磁性 casein-CaFe2O4 纳米杂化载体结合黄体酮增强柑橘皮来源的橙皮苷药物对乳腺癌和卵巢癌的细胞毒性。
- 作者列表："Purushothaman BK","Maheswari PU","Begum KMMS
:A novel progesterone-receptor targeted nanohybrid carrier based delivery of hesperidin was investigated in the present work. Casein‑calcium ferrite nanohybrid carrier was synthesized using desolvation followed by ionic-gelation. The citrus peel extracted hesperidin drug (CHD) was encapsulated in the carrier via pH based coacervation, after which the targeting ligand progesterone was conjugated through activate ester procedure. The carrier formulation was characterized using techniques like XRD, FTIR, SEM, VSM and DLS. The bioactive components in CHD were analyzed using HPLC. Taguchi optimization gave a maximum of 89.54% hesperidin encapsulation in the carrier. Incorporation of superparamagnetic calcium ferrite nanoparticles resulted in improved drug encapsulation and magnetic induced drug delivery. The carrier exhibited a stimuli-responsive drug release behavior, with good stability at physiological pH (7.4) and a higher release under acidic pH (5.4 and 1.2) favoring anticancer applications.
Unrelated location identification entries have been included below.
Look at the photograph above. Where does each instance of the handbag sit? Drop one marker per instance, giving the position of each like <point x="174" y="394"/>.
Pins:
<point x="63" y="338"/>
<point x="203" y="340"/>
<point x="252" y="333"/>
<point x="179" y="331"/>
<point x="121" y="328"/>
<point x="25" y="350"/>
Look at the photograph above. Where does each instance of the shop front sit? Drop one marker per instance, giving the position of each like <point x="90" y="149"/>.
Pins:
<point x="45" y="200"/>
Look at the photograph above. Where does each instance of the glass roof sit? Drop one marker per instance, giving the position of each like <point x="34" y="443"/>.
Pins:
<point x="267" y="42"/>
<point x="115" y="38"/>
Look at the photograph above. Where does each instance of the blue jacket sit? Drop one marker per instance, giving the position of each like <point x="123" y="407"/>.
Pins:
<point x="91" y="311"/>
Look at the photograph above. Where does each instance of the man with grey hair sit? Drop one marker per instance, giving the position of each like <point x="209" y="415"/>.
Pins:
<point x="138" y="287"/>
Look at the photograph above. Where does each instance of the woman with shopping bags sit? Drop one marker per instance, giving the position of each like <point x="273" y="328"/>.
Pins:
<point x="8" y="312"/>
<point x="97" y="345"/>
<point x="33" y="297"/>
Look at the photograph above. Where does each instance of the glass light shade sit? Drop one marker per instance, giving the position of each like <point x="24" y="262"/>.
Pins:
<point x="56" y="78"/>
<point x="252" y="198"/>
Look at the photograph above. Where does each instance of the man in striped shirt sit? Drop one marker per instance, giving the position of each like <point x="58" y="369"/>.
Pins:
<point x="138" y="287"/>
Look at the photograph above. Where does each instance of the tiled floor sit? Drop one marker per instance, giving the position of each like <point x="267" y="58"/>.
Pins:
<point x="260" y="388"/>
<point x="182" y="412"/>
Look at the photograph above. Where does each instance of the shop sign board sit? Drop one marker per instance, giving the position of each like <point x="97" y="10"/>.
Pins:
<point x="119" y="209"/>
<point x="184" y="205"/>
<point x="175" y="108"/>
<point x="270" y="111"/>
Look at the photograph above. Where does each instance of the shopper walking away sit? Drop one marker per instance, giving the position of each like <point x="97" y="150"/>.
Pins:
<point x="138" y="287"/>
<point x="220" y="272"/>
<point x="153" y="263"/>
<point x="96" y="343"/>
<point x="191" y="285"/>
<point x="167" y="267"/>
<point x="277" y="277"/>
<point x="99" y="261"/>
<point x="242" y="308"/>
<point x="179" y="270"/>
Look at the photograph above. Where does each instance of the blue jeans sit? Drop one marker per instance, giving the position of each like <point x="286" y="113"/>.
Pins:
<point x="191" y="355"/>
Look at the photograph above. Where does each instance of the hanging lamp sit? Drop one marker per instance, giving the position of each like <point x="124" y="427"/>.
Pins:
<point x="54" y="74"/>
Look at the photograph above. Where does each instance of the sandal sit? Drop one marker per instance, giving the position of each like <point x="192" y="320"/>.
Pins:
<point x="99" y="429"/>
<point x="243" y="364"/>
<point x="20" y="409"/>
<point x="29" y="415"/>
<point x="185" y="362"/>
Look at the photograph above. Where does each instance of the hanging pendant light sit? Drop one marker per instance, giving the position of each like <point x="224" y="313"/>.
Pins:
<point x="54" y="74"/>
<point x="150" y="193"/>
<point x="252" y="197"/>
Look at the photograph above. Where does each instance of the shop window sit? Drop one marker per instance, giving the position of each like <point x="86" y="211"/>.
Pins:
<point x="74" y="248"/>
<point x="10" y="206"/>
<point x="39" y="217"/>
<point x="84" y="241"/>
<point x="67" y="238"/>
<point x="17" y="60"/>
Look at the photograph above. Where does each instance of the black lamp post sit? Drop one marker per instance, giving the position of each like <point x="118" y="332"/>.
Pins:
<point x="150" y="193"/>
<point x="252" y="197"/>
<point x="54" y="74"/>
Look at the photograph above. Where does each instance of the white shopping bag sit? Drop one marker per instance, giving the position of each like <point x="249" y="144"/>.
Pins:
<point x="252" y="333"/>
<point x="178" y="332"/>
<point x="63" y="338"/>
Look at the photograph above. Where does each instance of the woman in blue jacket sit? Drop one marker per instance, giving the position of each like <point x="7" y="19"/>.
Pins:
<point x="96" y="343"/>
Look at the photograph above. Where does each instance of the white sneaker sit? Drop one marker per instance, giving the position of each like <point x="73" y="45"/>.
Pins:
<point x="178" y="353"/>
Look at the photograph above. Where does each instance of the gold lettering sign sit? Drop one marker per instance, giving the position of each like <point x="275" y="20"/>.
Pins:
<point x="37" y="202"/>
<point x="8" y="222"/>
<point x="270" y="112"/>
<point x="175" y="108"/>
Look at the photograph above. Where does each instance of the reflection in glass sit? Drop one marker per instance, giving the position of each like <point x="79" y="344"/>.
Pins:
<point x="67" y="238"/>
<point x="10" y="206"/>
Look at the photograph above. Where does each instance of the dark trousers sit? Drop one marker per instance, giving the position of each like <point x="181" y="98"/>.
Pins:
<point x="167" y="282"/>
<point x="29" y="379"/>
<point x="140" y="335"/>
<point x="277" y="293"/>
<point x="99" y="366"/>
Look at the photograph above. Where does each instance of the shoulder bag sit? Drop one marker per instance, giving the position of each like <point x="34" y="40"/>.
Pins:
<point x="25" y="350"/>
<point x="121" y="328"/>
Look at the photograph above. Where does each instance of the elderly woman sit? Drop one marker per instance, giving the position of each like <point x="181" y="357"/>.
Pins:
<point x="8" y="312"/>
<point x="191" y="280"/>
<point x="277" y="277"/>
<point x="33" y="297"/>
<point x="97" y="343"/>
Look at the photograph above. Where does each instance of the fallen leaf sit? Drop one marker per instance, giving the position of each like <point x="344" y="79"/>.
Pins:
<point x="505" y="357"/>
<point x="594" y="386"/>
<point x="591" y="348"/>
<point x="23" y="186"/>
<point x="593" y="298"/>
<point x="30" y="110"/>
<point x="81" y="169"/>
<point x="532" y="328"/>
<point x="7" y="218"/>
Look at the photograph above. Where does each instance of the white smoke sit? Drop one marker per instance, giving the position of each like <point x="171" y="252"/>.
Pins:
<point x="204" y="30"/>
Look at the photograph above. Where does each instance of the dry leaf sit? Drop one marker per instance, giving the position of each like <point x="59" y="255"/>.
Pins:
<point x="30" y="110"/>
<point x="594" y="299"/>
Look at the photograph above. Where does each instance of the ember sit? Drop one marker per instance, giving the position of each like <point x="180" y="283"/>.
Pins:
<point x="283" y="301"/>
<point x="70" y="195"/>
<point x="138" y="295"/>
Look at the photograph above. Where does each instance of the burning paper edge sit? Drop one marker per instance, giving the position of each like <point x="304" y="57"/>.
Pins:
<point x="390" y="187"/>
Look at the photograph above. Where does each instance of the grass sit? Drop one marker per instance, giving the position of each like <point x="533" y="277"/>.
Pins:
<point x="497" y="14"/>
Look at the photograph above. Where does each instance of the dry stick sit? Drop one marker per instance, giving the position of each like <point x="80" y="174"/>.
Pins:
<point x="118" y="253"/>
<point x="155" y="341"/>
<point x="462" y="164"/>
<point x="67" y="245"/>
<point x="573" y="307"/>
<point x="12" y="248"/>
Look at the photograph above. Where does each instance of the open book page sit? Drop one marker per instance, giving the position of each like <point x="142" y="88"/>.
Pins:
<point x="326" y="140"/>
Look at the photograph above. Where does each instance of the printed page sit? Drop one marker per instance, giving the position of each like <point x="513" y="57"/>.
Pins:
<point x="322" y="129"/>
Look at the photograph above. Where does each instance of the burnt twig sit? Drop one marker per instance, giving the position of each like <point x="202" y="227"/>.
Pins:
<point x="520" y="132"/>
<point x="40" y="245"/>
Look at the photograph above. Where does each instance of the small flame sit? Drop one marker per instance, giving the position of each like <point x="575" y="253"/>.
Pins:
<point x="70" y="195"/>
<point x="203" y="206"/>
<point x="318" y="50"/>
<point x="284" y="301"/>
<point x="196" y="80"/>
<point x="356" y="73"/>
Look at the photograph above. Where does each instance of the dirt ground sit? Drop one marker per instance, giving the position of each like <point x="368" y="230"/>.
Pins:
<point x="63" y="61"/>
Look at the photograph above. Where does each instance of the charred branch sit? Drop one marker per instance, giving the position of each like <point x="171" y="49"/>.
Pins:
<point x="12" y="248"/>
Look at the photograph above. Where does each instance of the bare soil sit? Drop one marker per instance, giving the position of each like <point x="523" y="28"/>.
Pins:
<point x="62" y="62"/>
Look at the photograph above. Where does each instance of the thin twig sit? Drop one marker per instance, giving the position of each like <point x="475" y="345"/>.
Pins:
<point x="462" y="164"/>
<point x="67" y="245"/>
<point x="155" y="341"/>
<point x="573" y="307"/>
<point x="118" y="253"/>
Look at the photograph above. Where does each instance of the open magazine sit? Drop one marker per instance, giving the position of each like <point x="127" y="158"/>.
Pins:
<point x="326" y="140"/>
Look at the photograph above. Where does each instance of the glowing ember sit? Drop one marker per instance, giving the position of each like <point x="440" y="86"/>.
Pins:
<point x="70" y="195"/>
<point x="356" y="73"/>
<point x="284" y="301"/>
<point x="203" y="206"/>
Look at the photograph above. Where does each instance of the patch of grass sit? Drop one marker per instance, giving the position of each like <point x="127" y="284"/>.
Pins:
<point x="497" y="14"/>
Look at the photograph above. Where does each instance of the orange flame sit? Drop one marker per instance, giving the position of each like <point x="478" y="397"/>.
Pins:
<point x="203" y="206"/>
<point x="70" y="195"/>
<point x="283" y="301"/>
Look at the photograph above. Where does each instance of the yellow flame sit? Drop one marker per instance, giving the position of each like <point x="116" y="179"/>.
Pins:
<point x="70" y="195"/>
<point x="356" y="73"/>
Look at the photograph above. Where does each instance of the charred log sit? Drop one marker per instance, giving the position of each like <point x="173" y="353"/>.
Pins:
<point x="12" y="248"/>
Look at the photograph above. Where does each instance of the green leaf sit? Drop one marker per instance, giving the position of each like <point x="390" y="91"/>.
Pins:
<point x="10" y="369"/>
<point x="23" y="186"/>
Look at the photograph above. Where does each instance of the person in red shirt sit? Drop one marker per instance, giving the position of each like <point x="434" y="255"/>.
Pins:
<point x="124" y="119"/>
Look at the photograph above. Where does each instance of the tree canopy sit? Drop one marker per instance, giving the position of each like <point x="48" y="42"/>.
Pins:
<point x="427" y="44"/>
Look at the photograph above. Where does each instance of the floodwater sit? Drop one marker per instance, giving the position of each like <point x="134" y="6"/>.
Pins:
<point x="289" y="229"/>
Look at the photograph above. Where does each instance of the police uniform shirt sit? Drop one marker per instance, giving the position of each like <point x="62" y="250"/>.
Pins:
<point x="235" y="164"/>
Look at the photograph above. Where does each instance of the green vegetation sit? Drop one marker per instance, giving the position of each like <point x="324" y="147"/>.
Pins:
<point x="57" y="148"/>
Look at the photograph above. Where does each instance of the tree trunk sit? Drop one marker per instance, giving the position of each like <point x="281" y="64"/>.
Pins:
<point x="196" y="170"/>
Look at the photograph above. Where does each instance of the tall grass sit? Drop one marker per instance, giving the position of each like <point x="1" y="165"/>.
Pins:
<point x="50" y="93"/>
The drug release followed Fickian diffusion mechanism as predicted by different kinetic models. Cell viability assay on L929 fibroblast cells verified the biocompatibility of the formulation. The specific recognition and targeted chemotherapy rendered by the progesterone-conjugated carrier enhanced the cytotoxicity of CHD against SKOV-3 ovarian and MDA-MB-231 breast cancer cells, resulting in a significant 30-fold reduction in the (Half-maximal inhibitory concentration) IC50 values.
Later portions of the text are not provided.